Extraction Trees: Reliable Structured Data from Messy Text

AI/ML & Data Science Advanced

Single-prompt LLM extraction works about 70% of the time and breaks on documents with more than one event. A layered extraction-tree pipeline, demonstrated on a biomedical benchmark with real ground truth.

Joshua Cook

Data Scientist at Caltech CTME

Most data work now involves pulling structured records out of unstructured text. The default approach is one big LLM prompt asking for JSON. It works maybe 70% of the time, gives different answers on different runs, and breaks the moment a document mentions more than one thing. This talk is about a different approach: extraction trees, a multi-layer pipeline where each layer does one job, the next layer cleans up after the previous one, and a human review interface decides which failure modes get their own layer. The worked example is biomedical event extraction on the GENIA corpus, pulling nested event records (event type, proteins and genes involved, trigger word, links to other events) from research abstracts, where a single sentence can describe one event or six and events point at other events, so the schema is a tree of records, which is what makes single-prompt approaches fall apart.
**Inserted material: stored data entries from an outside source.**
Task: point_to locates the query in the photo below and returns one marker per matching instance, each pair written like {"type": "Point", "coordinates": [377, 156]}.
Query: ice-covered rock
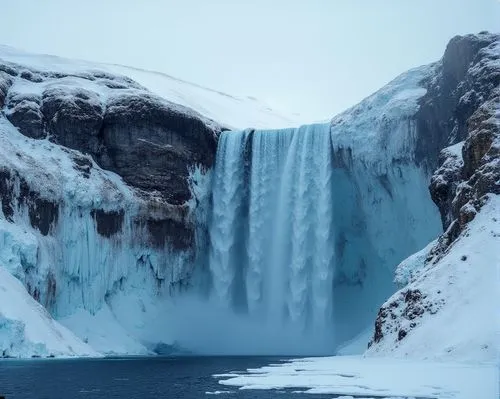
{"type": "Point", "coordinates": [448, 308]}
{"type": "Point", "coordinates": [28, 330]}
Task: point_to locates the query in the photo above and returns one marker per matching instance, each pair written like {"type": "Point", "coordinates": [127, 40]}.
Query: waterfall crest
{"type": "Point", "coordinates": [271, 231]}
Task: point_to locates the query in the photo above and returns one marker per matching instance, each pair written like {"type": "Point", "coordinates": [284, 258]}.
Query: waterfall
{"type": "Point", "coordinates": [305, 233]}
{"type": "Point", "coordinates": [272, 253]}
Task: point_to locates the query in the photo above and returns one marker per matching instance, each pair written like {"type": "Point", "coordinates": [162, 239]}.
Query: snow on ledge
{"type": "Point", "coordinates": [26, 328]}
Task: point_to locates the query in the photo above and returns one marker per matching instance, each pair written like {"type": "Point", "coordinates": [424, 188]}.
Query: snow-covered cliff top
{"type": "Point", "coordinates": [228, 110]}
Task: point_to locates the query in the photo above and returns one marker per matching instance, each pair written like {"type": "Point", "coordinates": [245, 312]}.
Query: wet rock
{"type": "Point", "coordinates": [108, 223]}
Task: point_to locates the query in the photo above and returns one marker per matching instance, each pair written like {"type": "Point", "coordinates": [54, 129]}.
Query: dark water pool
{"type": "Point", "coordinates": [131, 378]}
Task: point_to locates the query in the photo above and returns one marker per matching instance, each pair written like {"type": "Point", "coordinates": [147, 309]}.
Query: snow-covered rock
{"type": "Point", "coordinates": [450, 311]}
{"type": "Point", "coordinates": [229, 110]}
{"type": "Point", "coordinates": [449, 307]}
{"type": "Point", "coordinates": [28, 330]}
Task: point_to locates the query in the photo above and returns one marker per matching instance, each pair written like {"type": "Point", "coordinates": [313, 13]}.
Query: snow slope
{"type": "Point", "coordinates": [231, 111]}
{"type": "Point", "coordinates": [26, 328]}
{"type": "Point", "coordinates": [459, 300]}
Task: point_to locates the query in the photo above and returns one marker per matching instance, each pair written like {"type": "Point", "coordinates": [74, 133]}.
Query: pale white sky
{"type": "Point", "coordinates": [315, 57]}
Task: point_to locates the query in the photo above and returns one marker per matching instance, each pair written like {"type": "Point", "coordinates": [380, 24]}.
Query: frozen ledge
{"type": "Point", "coordinates": [358, 377]}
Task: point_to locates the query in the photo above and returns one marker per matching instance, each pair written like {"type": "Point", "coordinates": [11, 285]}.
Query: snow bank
{"type": "Point", "coordinates": [372, 377]}
{"type": "Point", "coordinates": [461, 291]}
{"type": "Point", "coordinates": [232, 111]}
{"type": "Point", "coordinates": [26, 328]}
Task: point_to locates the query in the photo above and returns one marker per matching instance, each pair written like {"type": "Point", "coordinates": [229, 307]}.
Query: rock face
{"type": "Point", "coordinates": [152, 144]}
{"type": "Point", "coordinates": [461, 108]}
{"type": "Point", "coordinates": [465, 78]}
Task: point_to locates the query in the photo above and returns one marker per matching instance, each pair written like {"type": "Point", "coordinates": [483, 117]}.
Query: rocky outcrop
{"type": "Point", "coordinates": [152, 144]}
{"type": "Point", "coordinates": [462, 106]}
{"type": "Point", "coordinates": [465, 78]}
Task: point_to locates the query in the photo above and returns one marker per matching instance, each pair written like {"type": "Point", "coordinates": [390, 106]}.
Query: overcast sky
{"type": "Point", "coordinates": [315, 57]}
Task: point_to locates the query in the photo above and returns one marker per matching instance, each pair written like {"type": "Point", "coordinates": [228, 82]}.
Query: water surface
{"type": "Point", "coordinates": [131, 378]}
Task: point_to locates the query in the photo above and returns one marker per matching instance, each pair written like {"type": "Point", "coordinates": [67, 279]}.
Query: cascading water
{"type": "Point", "coordinates": [305, 235]}
{"type": "Point", "coordinates": [271, 246]}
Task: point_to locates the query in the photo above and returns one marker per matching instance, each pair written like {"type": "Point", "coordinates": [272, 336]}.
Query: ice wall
{"type": "Point", "coordinates": [81, 244]}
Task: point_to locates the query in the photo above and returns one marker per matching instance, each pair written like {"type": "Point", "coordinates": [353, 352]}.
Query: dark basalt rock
{"type": "Point", "coordinates": [6, 194]}
{"type": "Point", "coordinates": [108, 223]}
{"type": "Point", "coordinates": [43, 213]}
{"type": "Point", "coordinates": [151, 143]}
{"type": "Point", "coordinates": [23, 111]}
{"type": "Point", "coordinates": [453, 95]}
{"type": "Point", "coordinates": [5, 83]}
{"type": "Point", "coordinates": [169, 231]}
{"type": "Point", "coordinates": [73, 117]}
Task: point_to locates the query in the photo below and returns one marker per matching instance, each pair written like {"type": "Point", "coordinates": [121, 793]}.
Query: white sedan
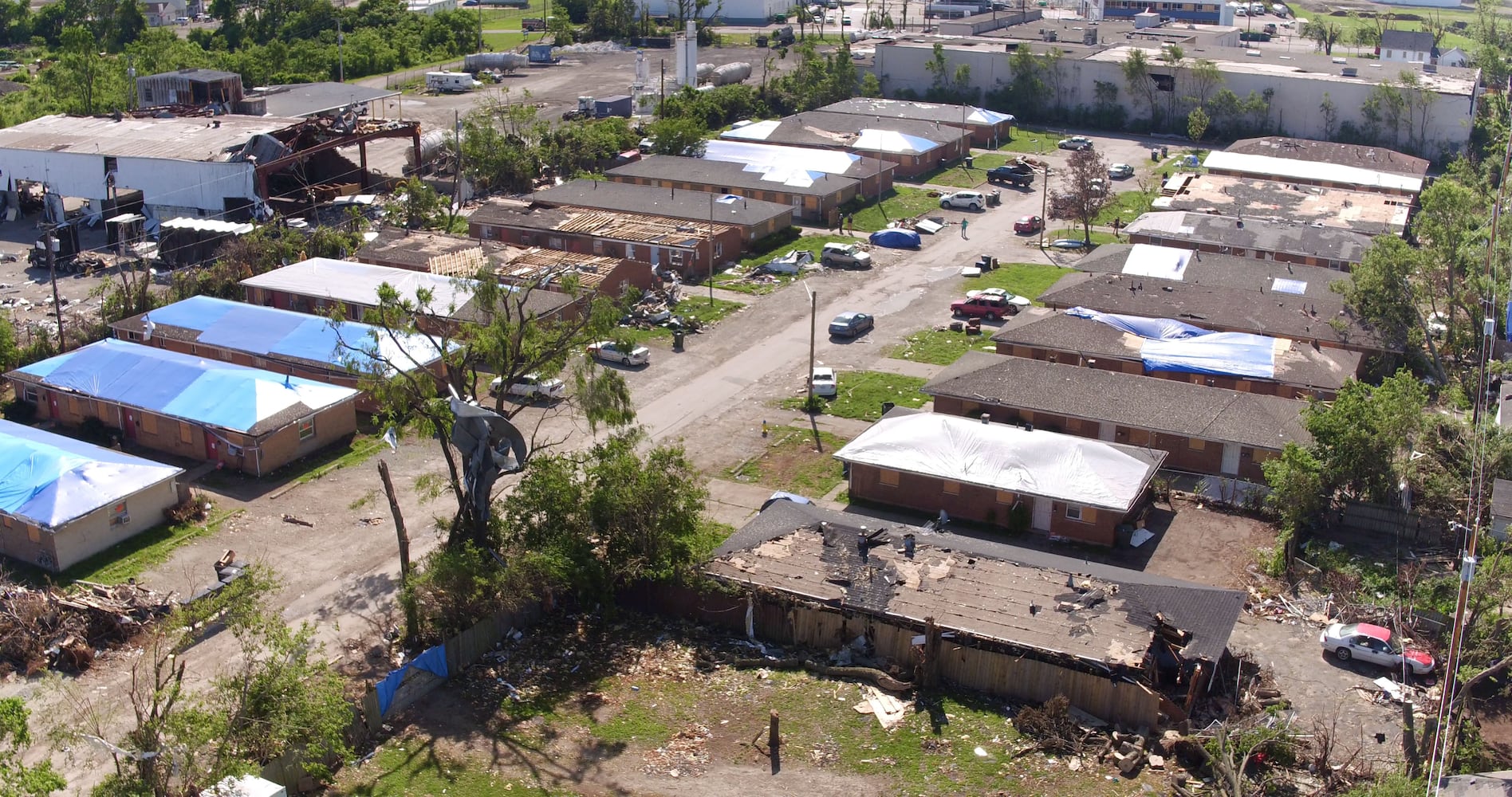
{"type": "Point", "coordinates": [1372, 643]}
{"type": "Point", "coordinates": [612, 353]}
{"type": "Point", "coordinates": [530, 386]}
GENIA earns its place for one reason a data engineer will appreciate: it ships with a gold standard and an official scorer, so every number in the talk is measured against ground truth. The talk has three parts: the methodology (what naive extraction produces on this text and where it fails, then the tree as a whole), the results (real per-layer numbers against the official scorer, the layered pipeline beating single-prompt by 14 F1 points, what determinism looks like, and where it still gets things wrong, including how the obvious gold-free quality check misleads you and a cross-vendor panel fixes it), and the signals (a short heuristic for recognizing an extraction-tree problem, and the signs it is not). Extraction at production scale is not prompt engineering, it is systems engineering with LLMs as components.